A Prelude

November 1780

Estate of the Marquess of Wharton and Malmesbury

K nowing precisely why no one wants to marry you is slim consolation for the truth of it. In Lady Roberta St. Giles’s case, the evidence was all too clear—as was her lack of suitors.

The cartoon reproduced in Rambler’s Magazine depicted Lady Roberta with a hunched back and a single brow across her bulging forehead. Her father knelt beside her, imploring passersby to find him a respectable spouse for his daughter.

At least that part was true. Her father had fallen to his knees in the streets of Bath, precisely as depicted. To Roberta’s mind, the Rambler’s label of Mad Marquess had a certain accuracy about it as well.

“Inbreeding,” her father had said, when she flourished the magazine at him. “They assume your physique is affected by the sort of inbreeding that produces these characteristics. Interesting! After all, you could have been dangerously mad, for example, or—”

“But Papa,” she wailed, “couldn’t you make them print a retraction? I am not misshapen. Who would wish to marry me now?”

“Why, Sweetpea, you are entirely lovely,” he said, knitting his brow. “I shall write a paean on your beauty and publish it in Rambler’s. I will explain precisely why I was so distraught, and include a commentary about the practices of hardened rakehells!”
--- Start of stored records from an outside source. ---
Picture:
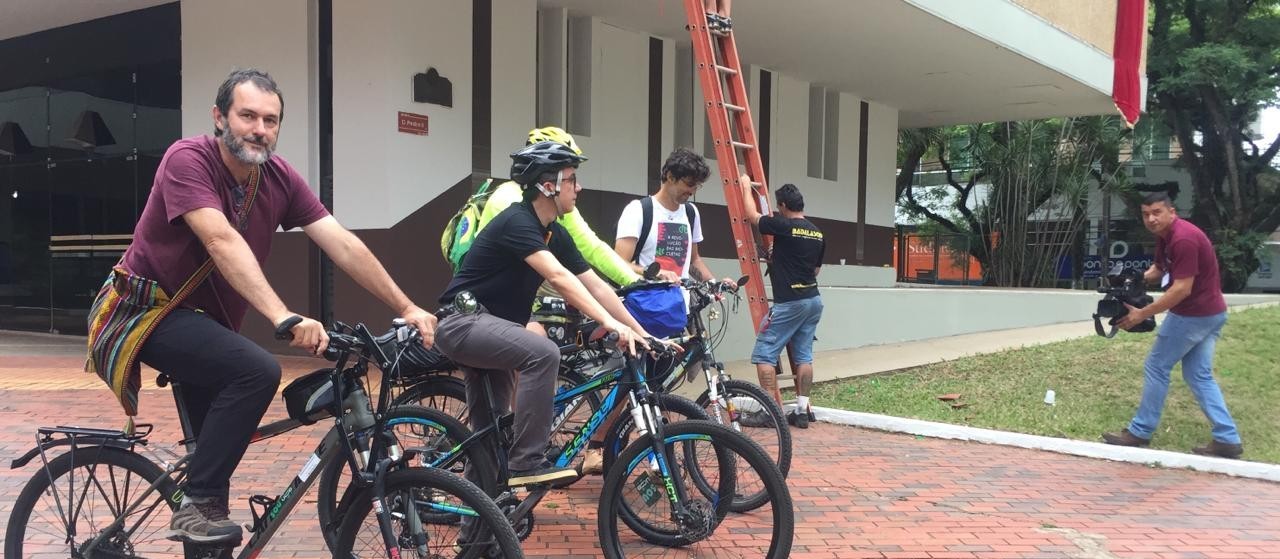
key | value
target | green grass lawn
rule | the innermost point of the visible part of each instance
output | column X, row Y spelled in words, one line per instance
column 1097, row 381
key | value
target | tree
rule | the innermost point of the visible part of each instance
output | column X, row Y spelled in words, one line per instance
column 1034, row 179
column 1212, row 67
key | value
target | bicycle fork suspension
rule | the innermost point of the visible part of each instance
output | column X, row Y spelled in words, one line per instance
column 385, row 516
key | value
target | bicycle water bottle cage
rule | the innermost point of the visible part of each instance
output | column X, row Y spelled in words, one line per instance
column 257, row 503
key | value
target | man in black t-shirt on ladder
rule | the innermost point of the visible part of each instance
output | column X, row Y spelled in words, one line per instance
column 798, row 251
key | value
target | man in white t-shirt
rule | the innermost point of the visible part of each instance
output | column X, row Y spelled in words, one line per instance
column 675, row 225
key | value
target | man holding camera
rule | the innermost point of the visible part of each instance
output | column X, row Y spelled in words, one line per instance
column 1193, row 296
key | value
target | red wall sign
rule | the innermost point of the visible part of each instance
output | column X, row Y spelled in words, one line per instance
column 412, row 123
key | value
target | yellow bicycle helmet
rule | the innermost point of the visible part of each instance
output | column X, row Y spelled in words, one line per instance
column 553, row 134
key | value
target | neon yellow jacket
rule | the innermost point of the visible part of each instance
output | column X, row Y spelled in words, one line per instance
column 597, row 252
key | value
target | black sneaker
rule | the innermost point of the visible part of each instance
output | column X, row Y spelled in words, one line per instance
column 798, row 420
column 548, row 473
column 759, row 418
column 204, row 522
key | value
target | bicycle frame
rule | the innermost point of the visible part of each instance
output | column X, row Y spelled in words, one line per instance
column 638, row 397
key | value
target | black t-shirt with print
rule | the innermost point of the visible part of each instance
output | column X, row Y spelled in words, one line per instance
column 494, row 269
column 798, row 250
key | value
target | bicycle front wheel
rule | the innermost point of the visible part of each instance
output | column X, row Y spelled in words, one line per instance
column 749, row 409
column 425, row 435
column 60, row 512
column 644, row 513
column 415, row 502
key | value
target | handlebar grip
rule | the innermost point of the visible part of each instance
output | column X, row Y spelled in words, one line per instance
column 282, row 330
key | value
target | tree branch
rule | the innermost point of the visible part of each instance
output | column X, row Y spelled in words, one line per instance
column 1265, row 159
column 917, row 206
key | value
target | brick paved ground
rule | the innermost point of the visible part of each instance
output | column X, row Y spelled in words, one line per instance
column 859, row 494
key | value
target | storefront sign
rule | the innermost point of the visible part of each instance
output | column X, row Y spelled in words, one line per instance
column 412, row 123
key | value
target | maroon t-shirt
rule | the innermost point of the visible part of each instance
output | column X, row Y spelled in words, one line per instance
column 1185, row 252
column 190, row 177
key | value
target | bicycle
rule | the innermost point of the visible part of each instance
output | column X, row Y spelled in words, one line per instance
column 105, row 499
column 681, row 493
column 739, row 404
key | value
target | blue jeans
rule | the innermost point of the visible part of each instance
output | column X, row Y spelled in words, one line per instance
column 792, row 321
column 1189, row 339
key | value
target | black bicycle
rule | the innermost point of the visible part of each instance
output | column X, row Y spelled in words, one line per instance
column 104, row 498
column 673, row 484
column 739, row 404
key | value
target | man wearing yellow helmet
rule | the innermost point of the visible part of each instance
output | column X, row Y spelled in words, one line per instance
column 597, row 252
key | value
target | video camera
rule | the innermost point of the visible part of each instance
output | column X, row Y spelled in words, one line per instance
column 1123, row 285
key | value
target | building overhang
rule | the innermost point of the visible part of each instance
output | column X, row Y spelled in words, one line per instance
column 937, row 62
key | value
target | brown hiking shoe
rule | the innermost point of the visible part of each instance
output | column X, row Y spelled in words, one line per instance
column 1220, row 449
column 1125, row 439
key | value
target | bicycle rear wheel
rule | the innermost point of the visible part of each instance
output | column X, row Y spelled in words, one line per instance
column 90, row 488
column 426, row 493
column 638, row 518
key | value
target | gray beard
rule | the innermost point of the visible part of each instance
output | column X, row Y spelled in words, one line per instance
column 240, row 151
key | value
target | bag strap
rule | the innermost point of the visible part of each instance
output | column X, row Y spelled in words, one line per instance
column 645, row 223
column 197, row 276
column 208, row 267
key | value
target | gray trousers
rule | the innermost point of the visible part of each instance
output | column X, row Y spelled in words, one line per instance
column 515, row 360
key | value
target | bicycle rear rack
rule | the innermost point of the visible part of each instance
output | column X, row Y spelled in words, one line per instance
column 48, row 438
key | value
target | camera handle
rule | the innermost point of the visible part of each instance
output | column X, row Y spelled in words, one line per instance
column 1097, row 325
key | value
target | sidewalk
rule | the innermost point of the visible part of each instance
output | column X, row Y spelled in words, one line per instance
column 872, row 360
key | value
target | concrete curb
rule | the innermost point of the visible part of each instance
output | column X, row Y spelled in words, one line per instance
column 1161, row 458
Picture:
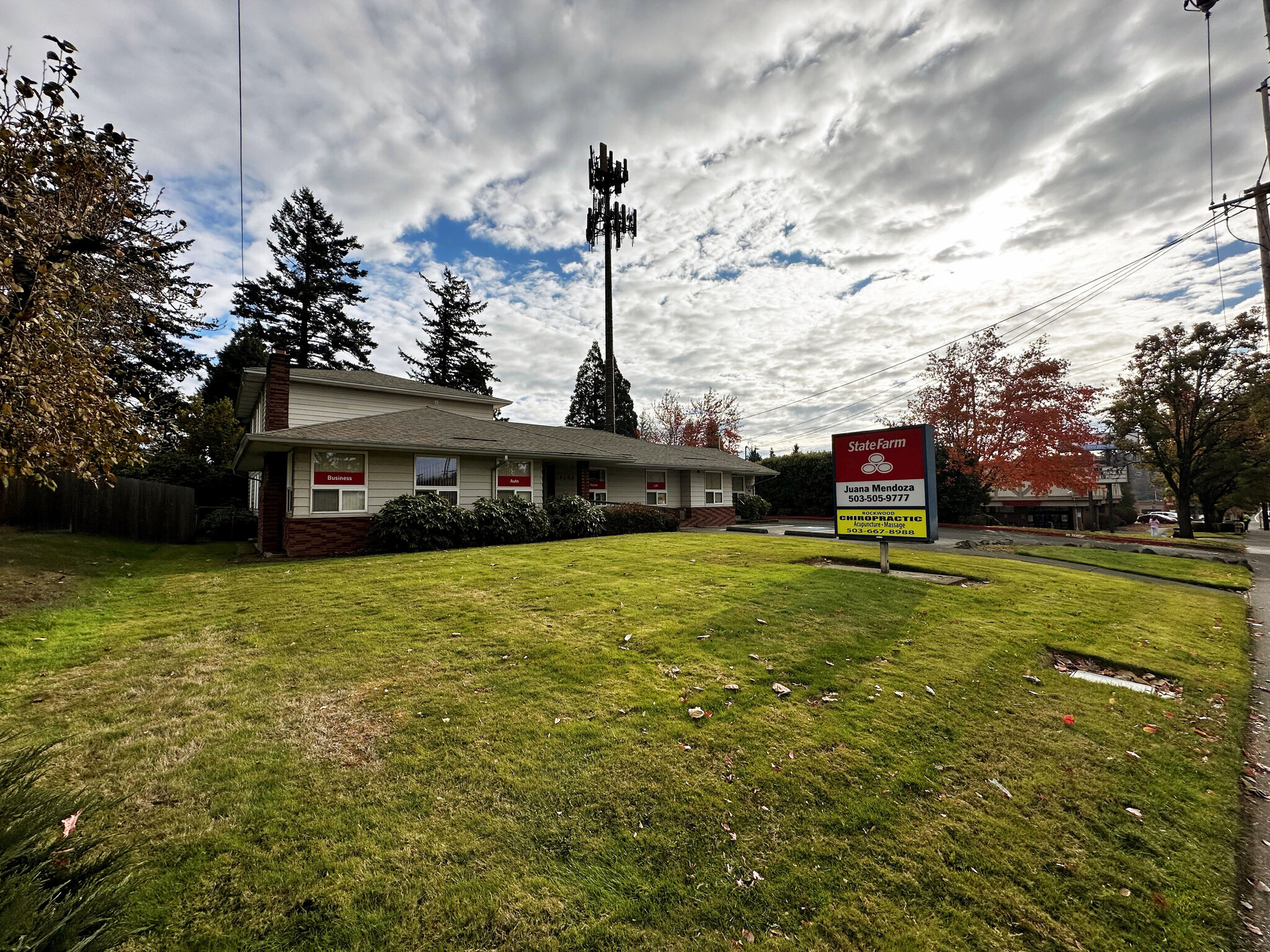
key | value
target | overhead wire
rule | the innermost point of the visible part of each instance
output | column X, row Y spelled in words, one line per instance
column 1168, row 245
column 1029, row 328
column 242, row 191
column 1212, row 175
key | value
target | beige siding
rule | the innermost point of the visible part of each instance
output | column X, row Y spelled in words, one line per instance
column 629, row 484
column 313, row 403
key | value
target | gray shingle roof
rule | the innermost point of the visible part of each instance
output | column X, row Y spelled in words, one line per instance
column 429, row 428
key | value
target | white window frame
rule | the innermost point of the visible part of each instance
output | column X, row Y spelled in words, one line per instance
column 714, row 496
column 365, row 489
column 657, row 496
column 443, row 491
column 602, row 495
column 513, row 491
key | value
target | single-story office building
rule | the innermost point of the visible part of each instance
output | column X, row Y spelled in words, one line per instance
column 327, row 448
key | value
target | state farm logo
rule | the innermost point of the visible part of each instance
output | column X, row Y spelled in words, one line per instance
column 877, row 464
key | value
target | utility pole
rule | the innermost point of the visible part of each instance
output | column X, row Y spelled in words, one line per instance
column 1259, row 192
column 606, row 177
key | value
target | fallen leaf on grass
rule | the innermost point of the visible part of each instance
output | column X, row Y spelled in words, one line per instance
column 69, row 824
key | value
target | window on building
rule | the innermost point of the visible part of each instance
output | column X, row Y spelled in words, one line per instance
column 655, row 488
column 516, row 480
column 598, row 483
column 437, row 477
column 339, row 483
column 714, row 488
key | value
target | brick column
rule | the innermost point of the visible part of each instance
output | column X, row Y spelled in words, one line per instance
column 277, row 391
column 273, row 505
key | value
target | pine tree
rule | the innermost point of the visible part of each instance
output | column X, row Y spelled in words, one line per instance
column 590, row 404
column 244, row 350
column 301, row 304
column 451, row 356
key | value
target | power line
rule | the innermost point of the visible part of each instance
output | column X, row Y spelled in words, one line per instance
column 988, row 327
column 1038, row 323
column 242, row 198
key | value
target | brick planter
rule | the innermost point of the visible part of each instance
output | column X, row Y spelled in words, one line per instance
column 342, row 535
column 701, row 517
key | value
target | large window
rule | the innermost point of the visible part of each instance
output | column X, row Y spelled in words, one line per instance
column 598, row 483
column 516, row 480
column 655, row 488
column 714, row 489
column 437, row 475
column 339, row 483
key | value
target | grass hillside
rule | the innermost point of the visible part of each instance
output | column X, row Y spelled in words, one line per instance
column 465, row 749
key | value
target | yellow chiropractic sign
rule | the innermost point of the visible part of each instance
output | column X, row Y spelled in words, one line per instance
column 883, row 523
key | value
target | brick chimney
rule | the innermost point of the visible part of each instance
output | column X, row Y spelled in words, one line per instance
column 277, row 391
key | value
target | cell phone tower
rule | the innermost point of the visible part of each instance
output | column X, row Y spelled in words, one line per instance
column 611, row 220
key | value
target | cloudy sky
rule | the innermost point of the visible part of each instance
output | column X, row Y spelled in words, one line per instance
column 825, row 190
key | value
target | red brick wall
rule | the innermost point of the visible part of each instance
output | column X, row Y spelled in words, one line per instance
column 272, row 505
column 710, row 516
column 277, row 391
column 334, row 535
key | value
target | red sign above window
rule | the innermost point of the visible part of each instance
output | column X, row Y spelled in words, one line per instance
column 339, row 479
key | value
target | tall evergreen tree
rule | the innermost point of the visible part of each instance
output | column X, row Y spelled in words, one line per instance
column 451, row 356
column 301, row 304
column 590, row 404
column 244, row 350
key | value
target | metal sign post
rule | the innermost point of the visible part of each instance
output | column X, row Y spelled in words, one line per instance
column 884, row 487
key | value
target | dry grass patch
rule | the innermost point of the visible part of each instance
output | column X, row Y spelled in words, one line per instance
column 335, row 726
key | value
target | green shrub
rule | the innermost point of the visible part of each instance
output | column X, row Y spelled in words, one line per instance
column 56, row 892
column 751, row 508
column 630, row 517
column 573, row 517
column 418, row 523
column 228, row 524
column 507, row 522
column 804, row 485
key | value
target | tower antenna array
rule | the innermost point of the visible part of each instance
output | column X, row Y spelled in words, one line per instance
column 609, row 220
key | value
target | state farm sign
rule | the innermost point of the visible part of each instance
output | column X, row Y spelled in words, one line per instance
column 884, row 483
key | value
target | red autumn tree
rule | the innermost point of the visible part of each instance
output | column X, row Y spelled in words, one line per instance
column 711, row 420
column 1010, row 419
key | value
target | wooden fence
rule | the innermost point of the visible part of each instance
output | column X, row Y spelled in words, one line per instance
column 136, row 509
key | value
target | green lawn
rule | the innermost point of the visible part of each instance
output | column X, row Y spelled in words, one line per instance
column 1220, row 575
column 461, row 751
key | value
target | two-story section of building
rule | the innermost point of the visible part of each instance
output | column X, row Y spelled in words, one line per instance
column 326, row 450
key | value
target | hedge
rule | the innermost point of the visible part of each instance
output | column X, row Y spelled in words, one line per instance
column 419, row 523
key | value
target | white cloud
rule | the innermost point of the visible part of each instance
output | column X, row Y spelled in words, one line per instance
column 824, row 188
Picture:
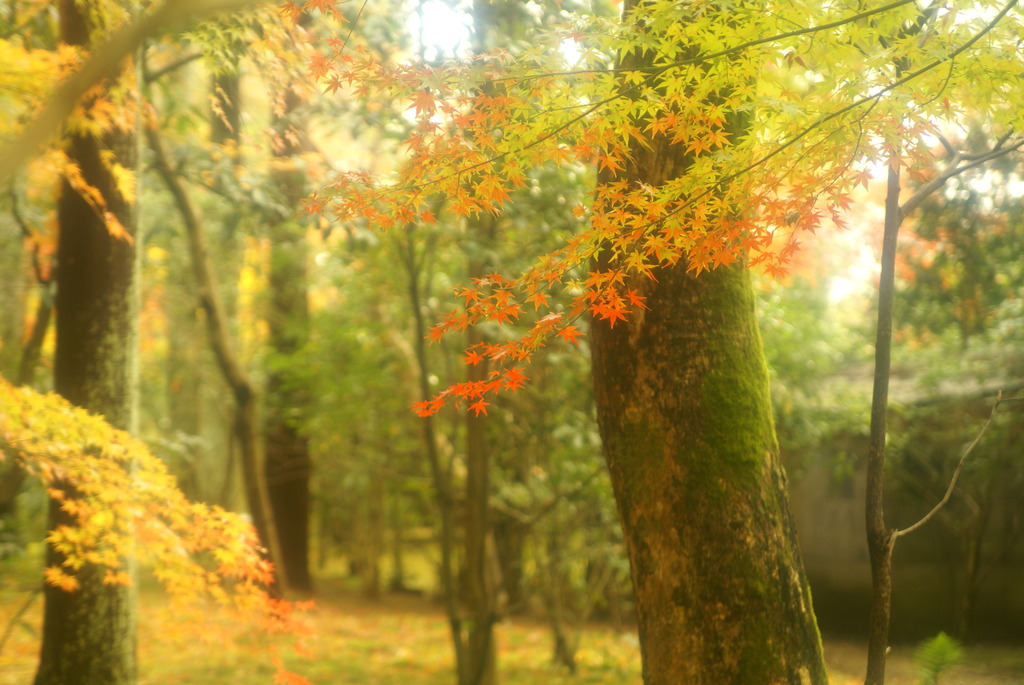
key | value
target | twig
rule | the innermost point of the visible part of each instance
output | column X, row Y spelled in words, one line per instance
column 16, row 618
column 960, row 467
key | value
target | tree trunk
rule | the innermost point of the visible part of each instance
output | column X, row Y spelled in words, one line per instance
column 683, row 408
column 684, row 414
column 89, row 635
column 289, row 467
column 247, row 423
column 480, row 593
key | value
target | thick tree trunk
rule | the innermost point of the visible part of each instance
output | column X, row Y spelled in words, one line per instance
column 684, row 414
column 683, row 407
column 89, row 635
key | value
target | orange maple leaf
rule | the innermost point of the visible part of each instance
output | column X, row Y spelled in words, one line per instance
column 569, row 334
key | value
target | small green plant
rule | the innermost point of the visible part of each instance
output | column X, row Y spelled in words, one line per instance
column 935, row 655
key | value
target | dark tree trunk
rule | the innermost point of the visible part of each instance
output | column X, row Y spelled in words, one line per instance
column 289, row 468
column 684, row 414
column 89, row 635
column 481, row 661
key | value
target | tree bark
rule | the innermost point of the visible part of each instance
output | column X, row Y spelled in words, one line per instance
column 289, row 467
column 684, row 414
column 89, row 635
column 247, row 421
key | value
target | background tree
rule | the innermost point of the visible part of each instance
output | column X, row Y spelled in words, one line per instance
column 89, row 635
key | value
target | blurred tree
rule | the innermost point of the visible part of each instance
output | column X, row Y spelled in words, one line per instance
column 89, row 635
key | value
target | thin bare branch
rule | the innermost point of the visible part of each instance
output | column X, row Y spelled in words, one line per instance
column 102, row 63
column 960, row 467
column 954, row 168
Rambler’s Magazine printed the marquess’s 818 lines of reproving verse, describing the nefarious gallant who had kissed Roberta in public without so much as a by-your-leave. They resurrected the offensive print as well. Buried somewhere in the marquess’s raging stanzas describing the peril of walking Bath’s streets was a description of his daughter: “Tell the blythe Graces as they bound, luxuriant in the buxom round, that they’re not more elegantly free, than Roberta, only daughter of a Marquess!” In vain did Roberta point out that “elegantly free” said little of the condition of her back, and that “buxom round” made her sound rather plump.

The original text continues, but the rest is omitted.